The C64 does draw one block of 8 pixels during a single 6510 cycle. Some effects require a cycle-accurate synchronisation between the VIC-II and the 6510, so you will need to take care of that in your CPU core as well. There aren't any hblank interrupts as such, though you would need to trigger the beam synchronised interrupt at the start of a scanline, which amounts to basically the same thing. Also don't forget that the VIC-II steals cycles from the 6510 when it needs to read sprite/tilemap data from work RAM.

Thanks for the information.

Writing a 100% cycle accurate c64 emulator is a bit pointless, you might as well just port vice. Some of the nastiest tricks you can do on the c64 are used by a couple of demos that were written after the c64 died.

An emulator good enough for most games is probably worth doing for pocket pc or a gp32, although I'd be more interested in modding a c64dtv into a handheld case.

smf

> Writing a 100% cycle accurate c64 emulator is a bit pointless, you might as well
> just port vice. Some of the nastiest tricks you can do on the c64 are used by a
> couple of demos that were written after the c64 died.
>
> An emulator good enough for most games is probably worth doing for pocket pc or
> a gp32, although I'd be more interested in modding a c64dtv into a handheld
> case.

You will need cycle-accurate emulation or very nearly so for some games, and pocket PC should be fast enough given you don't try to go all-out with SID emulation.

> You will need cycle-accurate emulation or very nearly so for some games,

Yes for some, but how many? Back to my other thought I had the other day for hacking a portable C64DTV and using something like a SDMMC or compact flash for storing tape/disk images. Then it struck me that the c64 chip in it is so accurate you'd have real loading times.

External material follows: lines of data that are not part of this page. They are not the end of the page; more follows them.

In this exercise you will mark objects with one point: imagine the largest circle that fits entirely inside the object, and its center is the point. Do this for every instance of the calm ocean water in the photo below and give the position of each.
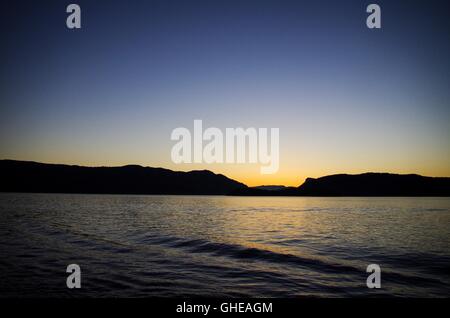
(141, 246)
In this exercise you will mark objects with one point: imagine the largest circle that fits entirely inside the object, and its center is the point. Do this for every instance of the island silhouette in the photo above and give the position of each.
(34, 177)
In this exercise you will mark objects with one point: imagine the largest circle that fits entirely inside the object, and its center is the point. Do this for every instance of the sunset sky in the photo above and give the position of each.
(347, 99)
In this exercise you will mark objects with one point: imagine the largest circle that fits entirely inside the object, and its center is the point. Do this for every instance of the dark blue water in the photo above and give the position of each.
(143, 246)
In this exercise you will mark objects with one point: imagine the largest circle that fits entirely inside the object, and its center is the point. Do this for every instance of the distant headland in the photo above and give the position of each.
(34, 177)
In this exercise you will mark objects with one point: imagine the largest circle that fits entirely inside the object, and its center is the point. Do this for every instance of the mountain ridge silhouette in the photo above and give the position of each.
(30, 176)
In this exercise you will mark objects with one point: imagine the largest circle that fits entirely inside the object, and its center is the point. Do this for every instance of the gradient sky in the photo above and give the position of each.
(346, 99)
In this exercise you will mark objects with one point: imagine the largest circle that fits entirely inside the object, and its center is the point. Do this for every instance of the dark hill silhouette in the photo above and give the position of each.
(367, 184)
(25, 176)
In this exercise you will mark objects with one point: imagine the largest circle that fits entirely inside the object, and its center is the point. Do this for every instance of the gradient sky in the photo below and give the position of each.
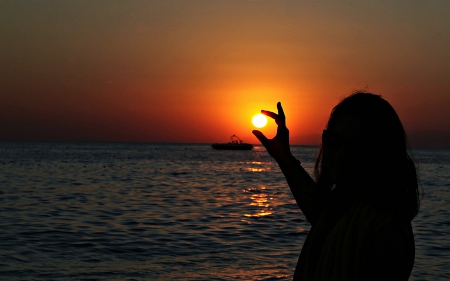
(197, 71)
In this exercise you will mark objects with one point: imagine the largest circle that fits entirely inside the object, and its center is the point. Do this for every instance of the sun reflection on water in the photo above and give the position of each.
(260, 201)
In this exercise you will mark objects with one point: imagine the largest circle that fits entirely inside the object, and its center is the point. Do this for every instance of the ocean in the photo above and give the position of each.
(124, 211)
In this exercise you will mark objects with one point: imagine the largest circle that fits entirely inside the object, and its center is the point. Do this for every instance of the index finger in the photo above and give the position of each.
(281, 111)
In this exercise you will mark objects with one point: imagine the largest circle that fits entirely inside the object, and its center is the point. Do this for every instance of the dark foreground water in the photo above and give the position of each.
(173, 212)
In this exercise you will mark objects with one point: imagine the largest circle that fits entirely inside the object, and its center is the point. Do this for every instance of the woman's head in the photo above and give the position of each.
(364, 147)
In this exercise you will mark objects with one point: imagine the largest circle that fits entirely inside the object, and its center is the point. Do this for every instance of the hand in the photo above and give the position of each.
(278, 147)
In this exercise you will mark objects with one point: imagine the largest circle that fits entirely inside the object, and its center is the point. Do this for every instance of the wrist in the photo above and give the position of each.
(289, 162)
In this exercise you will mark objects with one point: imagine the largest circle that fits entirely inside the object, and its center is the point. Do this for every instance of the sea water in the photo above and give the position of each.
(116, 211)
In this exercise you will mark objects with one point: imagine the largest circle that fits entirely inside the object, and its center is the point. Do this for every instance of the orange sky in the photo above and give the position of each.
(197, 71)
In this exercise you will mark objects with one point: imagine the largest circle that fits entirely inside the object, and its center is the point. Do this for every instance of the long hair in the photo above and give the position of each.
(386, 174)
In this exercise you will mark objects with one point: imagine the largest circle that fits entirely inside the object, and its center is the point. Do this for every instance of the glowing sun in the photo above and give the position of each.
(259, 120)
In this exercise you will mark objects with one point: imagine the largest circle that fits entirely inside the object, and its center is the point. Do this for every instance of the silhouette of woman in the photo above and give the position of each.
(364, 195)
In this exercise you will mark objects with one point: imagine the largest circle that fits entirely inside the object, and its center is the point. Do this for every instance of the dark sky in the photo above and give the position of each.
(198, 71)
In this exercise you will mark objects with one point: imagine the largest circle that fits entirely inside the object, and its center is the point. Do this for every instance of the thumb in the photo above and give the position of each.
(260, 136)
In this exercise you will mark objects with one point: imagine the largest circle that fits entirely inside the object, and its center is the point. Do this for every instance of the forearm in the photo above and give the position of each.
(302, 187)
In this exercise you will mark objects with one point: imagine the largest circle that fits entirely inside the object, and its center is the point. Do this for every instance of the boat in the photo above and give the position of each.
(235, 144)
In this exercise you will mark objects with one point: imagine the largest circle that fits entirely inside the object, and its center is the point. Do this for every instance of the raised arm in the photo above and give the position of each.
(301, 184)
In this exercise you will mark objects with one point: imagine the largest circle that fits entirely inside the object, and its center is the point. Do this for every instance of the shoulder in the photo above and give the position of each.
(392, 252)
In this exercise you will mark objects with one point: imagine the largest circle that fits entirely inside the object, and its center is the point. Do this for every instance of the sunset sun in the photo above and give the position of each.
(259, 121)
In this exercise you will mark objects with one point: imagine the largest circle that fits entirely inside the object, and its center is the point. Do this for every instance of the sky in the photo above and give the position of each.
(198, 71)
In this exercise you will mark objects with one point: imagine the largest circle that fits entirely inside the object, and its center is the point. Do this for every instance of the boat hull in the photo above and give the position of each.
(232, 146)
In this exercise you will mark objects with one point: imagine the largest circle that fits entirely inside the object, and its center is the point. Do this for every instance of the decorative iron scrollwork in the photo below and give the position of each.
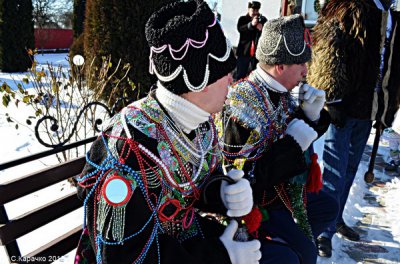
(55, 125)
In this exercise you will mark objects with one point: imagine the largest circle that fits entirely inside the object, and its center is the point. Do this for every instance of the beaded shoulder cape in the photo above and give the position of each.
(169, 179)
(251, 106)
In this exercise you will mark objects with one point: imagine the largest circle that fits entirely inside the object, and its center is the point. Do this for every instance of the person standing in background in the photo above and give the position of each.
(355, 51)
(249, 27)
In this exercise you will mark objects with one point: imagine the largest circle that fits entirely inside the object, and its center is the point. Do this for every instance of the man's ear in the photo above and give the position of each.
(279, 68)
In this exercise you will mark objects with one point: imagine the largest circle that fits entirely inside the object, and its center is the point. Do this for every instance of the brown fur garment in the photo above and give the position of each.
(346, 54)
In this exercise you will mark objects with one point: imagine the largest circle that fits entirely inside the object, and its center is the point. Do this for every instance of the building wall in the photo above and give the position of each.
(51, 38)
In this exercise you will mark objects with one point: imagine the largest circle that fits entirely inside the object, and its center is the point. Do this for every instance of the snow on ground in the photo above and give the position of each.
(372, 209)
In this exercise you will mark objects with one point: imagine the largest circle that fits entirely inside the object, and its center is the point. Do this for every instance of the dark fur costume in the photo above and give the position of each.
(348, 38)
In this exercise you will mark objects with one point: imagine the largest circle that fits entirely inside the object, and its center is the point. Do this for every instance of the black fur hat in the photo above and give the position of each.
(254, 5)
(284, 40)
(188, 49)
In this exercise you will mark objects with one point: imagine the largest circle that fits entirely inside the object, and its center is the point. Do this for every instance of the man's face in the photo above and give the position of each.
(293, 74)
(253, 12)
(216, 94)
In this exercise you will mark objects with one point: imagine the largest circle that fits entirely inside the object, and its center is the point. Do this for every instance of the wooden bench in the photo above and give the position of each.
(12, 229)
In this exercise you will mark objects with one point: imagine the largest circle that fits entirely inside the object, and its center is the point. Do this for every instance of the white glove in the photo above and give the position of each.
(302, 133)
(313, 101)
(247, 252)
(237, 197)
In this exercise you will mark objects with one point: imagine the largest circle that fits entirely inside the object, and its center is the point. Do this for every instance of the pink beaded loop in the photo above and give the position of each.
(185, 223)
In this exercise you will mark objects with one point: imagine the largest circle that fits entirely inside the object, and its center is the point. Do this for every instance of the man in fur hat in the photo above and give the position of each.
(249, 27)
(150, 173)
(269, 135)
(351, 39)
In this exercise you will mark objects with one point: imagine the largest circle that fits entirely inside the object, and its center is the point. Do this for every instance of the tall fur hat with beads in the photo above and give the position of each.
(284, 40)
(188, 49)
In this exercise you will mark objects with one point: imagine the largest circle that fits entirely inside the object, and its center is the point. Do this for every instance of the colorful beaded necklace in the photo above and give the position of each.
(251, 106)
(171, 177)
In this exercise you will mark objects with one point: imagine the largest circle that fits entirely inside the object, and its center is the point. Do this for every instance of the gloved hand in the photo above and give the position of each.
(301, 132)
(338, 117)
(240, 252)
(313, 101)
(237, 197)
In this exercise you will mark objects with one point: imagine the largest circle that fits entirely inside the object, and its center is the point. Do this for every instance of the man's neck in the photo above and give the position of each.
(267, 74)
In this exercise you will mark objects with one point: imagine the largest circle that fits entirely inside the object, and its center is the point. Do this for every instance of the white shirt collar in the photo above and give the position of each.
(185, 114)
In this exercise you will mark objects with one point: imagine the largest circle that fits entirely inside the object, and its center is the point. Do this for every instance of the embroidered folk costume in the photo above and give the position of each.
(254, 129)
(143, 184)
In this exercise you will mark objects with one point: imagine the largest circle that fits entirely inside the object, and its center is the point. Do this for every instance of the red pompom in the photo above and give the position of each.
(314, 179)
(253, 220)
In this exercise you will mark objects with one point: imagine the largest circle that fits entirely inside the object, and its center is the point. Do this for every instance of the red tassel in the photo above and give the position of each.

On a battery operated device who wants to suck up 3 minutes of battery for loading times? So you can instantly knock off any games that used multiload & just concentrate on single file'd games. You still get the classics but don't have to go all out with the emulation.

This is all IMO, I've found it more fun to concentrate on getting one game running then move on to the next than spend the whole time coding and only then seeing any results.

smf

I've been going thru that vic artcle I posted earlier, specifically this section: http://www.minet.uni-jena.de/~andreasg/c64/vic_artikel/vic_article_3.6.htm#3.6.3

I'm starting to understand what's going on but I'm confused on the "X Coo." portion of the chart. Anyone know what that's all about? I don't understand what all those numbers are for.

The chart provided in that article has been useful for answering most of the timing issues I've been inquiring about. From what I've read, I now no when to draw each sprite and tile (text or bitmap background) and how many cpu cycles should pass when doing so. But I'm not sure when to start drawing the border. Anyone have any idea? I know its probably not that important but I'd like to get as close as possible.